Search

The Rise in Silicosis Demands Urgent Action on Silica Safety

The Rise in Silicosis Demands Urgent Action on Silica Safety

Respirable Crystalline Silica (RCS) has been used for centuries in many construction materials including sand, stone, concrete, and brick. The benefits of RCS lie in its strength, durability, and abundance, making it indispensable in activities like masonry, sandblasting, and cutting or grinding engineered and natural stone.
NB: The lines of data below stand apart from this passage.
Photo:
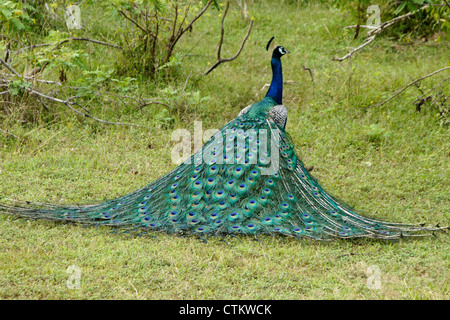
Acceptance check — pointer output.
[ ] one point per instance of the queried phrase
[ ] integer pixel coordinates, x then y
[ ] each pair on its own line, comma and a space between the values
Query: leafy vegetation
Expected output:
390, 160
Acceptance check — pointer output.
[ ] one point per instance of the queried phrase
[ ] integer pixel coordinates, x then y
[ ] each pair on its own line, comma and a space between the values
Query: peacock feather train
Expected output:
246, 180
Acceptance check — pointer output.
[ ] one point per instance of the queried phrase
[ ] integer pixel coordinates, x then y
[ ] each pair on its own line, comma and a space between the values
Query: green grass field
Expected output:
390, 162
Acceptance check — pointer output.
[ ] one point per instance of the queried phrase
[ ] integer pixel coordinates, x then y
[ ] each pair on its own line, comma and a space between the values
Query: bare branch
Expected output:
408, 85
9, 134
9, 67
175, 37
221, 60
446, 79
374, 31
133, 21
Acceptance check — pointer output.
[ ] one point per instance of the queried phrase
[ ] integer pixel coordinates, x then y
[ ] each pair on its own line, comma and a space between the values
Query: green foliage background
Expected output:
389, 161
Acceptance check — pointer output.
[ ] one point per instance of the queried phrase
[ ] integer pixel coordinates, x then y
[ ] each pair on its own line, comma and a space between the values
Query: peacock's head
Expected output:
279, 51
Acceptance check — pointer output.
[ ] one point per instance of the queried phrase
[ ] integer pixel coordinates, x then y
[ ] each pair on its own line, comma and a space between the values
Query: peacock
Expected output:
246, 180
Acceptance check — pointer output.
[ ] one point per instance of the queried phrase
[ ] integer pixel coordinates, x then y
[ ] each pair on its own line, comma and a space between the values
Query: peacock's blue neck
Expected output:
276, 87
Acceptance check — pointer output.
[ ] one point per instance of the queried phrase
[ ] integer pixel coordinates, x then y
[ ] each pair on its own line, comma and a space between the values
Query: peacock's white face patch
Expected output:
282, 51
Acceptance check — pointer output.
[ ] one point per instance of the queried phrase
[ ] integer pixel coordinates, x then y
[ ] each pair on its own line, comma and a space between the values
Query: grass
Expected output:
390, 161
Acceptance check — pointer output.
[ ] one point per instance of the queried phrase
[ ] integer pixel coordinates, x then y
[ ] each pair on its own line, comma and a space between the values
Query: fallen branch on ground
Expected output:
408, 85
67, 102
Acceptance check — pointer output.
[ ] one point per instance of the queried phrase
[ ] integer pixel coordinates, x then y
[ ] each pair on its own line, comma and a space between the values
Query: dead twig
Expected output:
374, 31
221, 60
431, 90
9, 134
68, 102
176, 36
9, 67
408, 85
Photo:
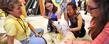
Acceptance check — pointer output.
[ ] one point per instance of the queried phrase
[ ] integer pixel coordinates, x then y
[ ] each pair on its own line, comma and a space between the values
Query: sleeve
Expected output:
10, 29
103, 36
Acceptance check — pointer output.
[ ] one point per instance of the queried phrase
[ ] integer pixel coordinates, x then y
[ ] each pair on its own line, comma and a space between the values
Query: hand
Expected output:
37, 35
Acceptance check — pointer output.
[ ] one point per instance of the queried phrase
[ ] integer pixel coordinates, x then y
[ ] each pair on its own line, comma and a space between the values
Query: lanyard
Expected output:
22, 25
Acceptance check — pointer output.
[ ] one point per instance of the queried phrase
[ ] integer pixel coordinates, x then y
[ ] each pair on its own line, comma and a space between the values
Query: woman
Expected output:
99, 10
51, 15
14, 26
75, 21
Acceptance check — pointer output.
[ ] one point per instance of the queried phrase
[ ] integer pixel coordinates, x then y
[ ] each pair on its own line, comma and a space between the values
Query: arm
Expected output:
79, 24
10, 39
32, 29
11, 32
102, 38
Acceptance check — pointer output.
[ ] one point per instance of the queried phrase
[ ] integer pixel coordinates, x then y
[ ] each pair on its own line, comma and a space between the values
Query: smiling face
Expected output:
93, 8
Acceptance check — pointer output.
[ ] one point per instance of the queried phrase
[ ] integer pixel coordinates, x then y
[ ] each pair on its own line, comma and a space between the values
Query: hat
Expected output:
39, 30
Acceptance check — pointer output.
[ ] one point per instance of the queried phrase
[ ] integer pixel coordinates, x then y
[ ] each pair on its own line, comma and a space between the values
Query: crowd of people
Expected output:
63, 32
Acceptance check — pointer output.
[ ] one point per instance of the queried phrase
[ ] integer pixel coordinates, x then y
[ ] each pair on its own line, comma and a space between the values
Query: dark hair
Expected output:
103, 18
54, 7
73, 7
8, 5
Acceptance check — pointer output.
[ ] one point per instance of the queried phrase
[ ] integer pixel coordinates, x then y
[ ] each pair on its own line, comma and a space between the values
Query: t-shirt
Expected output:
14, 28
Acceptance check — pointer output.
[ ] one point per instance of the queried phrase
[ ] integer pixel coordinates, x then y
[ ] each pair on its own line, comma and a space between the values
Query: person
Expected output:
79, 4
99, 11
14, 26
51, 15
50, 10
75, 21
38, 40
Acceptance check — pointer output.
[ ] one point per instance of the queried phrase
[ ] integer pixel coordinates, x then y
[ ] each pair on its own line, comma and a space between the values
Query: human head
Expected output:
12, 7
102, 7
40, 31
49, 6
71, 9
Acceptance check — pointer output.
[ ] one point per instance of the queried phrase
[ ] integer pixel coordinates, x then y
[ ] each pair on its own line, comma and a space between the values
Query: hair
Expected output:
54, 7
103, 18
74, 7
8, 5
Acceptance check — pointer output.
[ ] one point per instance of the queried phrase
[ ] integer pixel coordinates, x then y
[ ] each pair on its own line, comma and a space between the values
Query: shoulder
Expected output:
106, 28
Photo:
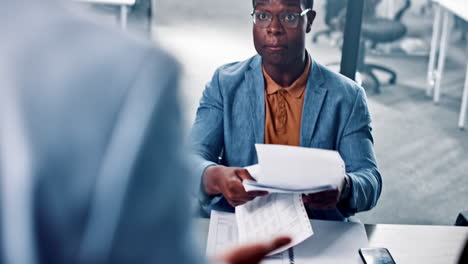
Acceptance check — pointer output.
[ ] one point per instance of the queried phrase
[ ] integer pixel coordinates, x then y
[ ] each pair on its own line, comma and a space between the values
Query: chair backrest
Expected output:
370, 7
402, 11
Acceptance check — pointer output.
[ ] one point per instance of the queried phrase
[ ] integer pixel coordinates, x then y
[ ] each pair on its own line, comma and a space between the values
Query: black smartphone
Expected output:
376, 256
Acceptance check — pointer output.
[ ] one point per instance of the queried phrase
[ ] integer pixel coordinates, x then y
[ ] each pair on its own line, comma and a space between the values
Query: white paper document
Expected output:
332, 242
289, 169
273, 215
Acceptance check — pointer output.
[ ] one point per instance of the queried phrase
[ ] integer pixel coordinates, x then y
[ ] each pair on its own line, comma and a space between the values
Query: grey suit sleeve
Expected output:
155, 221
207, 138
356, 149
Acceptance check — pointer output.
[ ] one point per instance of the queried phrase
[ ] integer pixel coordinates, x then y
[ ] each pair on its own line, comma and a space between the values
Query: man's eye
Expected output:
289, 17
262, 16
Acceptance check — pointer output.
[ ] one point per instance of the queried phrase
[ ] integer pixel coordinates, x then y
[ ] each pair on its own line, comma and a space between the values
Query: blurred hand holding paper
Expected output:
288, 169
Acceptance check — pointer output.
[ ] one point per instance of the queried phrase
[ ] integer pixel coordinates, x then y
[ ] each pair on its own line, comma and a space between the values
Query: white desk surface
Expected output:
408, 244
458, 7
109, 2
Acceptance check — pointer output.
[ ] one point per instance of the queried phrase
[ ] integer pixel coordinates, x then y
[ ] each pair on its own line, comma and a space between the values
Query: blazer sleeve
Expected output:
356, 149
207, 137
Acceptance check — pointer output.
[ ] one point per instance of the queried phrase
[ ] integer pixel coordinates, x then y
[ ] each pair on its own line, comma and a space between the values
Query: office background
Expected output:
422, 155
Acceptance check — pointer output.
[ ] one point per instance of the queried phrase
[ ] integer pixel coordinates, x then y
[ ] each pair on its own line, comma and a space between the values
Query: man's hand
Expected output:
324, 200
228, 181
253, 254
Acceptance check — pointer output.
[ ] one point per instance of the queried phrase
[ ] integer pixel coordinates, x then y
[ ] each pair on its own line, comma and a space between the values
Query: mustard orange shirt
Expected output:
283, 109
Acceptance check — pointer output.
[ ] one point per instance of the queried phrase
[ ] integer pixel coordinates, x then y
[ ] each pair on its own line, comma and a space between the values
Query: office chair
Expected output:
377, 30
334, 14
462, 219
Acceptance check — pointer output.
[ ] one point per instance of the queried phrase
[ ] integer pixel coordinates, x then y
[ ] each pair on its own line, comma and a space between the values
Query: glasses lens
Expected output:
289, 20
262, 18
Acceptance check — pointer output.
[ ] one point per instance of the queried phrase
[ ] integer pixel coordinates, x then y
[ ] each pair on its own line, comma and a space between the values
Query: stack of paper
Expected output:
288, 169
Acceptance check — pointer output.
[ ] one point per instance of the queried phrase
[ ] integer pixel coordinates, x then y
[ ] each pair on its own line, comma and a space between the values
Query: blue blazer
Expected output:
231, 119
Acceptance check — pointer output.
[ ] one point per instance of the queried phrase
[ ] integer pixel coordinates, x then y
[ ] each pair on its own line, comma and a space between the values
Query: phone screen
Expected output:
376, 256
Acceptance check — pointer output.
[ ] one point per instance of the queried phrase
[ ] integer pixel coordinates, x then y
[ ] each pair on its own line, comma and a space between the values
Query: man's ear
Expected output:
310, 20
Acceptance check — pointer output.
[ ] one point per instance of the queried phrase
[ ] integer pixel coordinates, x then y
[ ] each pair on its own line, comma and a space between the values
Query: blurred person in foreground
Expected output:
283, 96
91, 164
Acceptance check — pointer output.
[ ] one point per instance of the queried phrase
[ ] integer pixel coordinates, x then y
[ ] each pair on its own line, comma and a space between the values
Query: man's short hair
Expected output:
306, 3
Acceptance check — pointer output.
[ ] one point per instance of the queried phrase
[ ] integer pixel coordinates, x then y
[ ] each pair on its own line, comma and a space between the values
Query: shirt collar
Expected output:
296, 88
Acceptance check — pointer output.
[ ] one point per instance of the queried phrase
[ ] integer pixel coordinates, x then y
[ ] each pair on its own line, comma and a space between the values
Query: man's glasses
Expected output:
287, 19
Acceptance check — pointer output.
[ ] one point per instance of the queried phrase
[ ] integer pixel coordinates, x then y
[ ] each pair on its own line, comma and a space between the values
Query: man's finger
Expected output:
243, 174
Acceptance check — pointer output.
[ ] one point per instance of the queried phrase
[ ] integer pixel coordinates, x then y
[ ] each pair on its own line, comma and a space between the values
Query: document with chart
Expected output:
273, 215
333, 242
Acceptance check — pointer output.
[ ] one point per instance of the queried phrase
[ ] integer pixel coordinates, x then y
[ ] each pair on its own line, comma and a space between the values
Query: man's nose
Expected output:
275, 27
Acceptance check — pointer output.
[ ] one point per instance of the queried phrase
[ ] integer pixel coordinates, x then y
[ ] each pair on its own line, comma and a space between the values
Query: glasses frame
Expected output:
299, 15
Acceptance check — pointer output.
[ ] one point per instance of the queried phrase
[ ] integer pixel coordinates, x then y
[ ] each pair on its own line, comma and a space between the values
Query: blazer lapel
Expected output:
256, 89
313, 101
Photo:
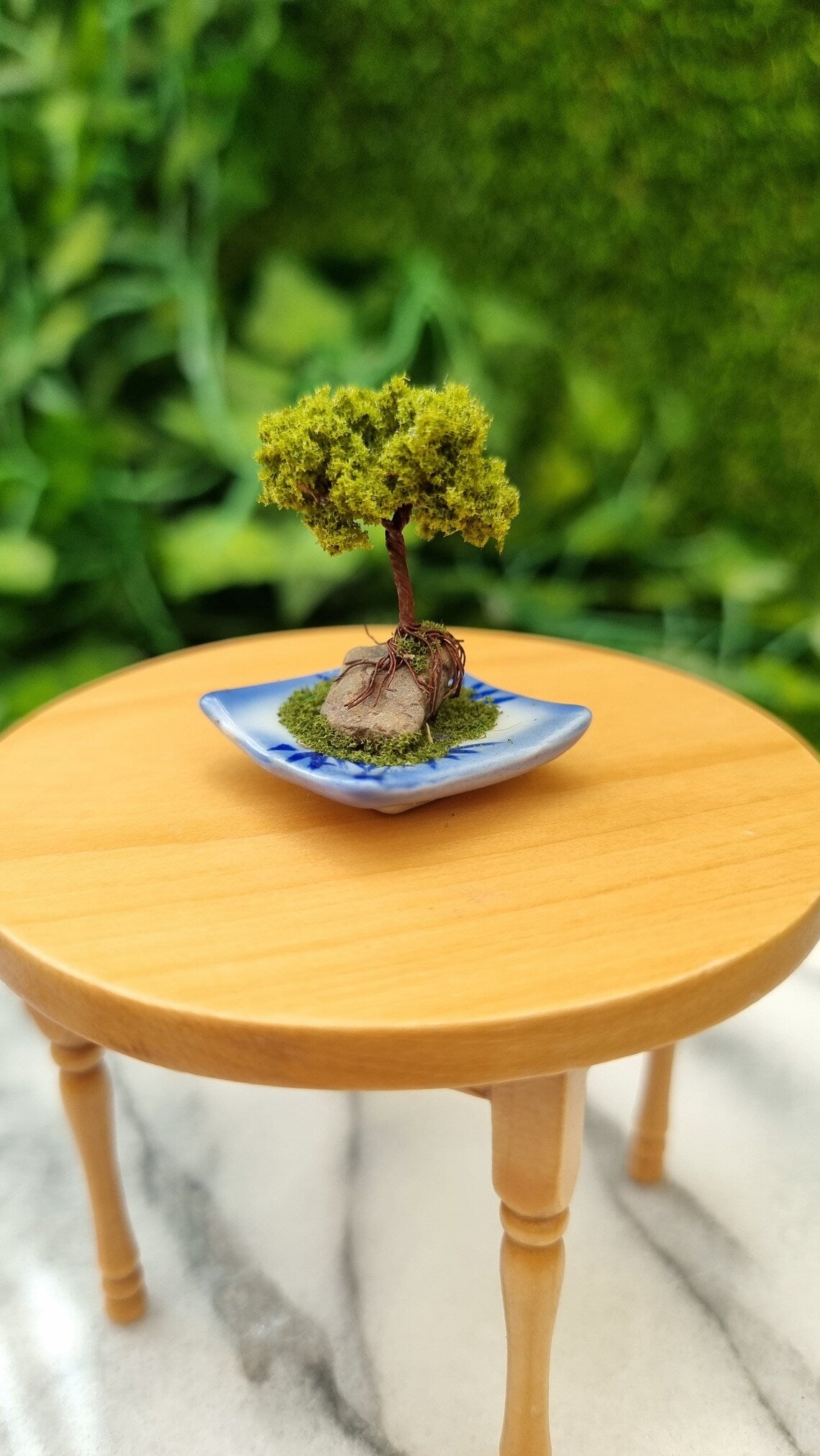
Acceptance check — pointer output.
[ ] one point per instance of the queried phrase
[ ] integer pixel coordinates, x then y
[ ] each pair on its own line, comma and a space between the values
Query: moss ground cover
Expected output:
459, 720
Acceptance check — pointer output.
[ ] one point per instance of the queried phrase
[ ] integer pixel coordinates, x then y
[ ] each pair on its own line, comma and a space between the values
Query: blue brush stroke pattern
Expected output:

With the rise of engineered stone in the late 20th century, especially in countertops and flooring, the use of RCS became even more prominent due to the material’s workability and aesthetic appeal.

Posted

26.11.2024

Written by

Richard Bowen

Concerns about the health risks of silica dust exposure began to gain traction in the early 20th century, with links to lung diseases like silicosis becoming more apparent as industrial processes involving RCS increased. However, it wasn’t until the 1930s that significant attention was drawn to silicosis during the construction of the Hawk’s Nest Tunnel in the United States, which resulted in one of the worst industrial health disasters, with hundreds of workers affected.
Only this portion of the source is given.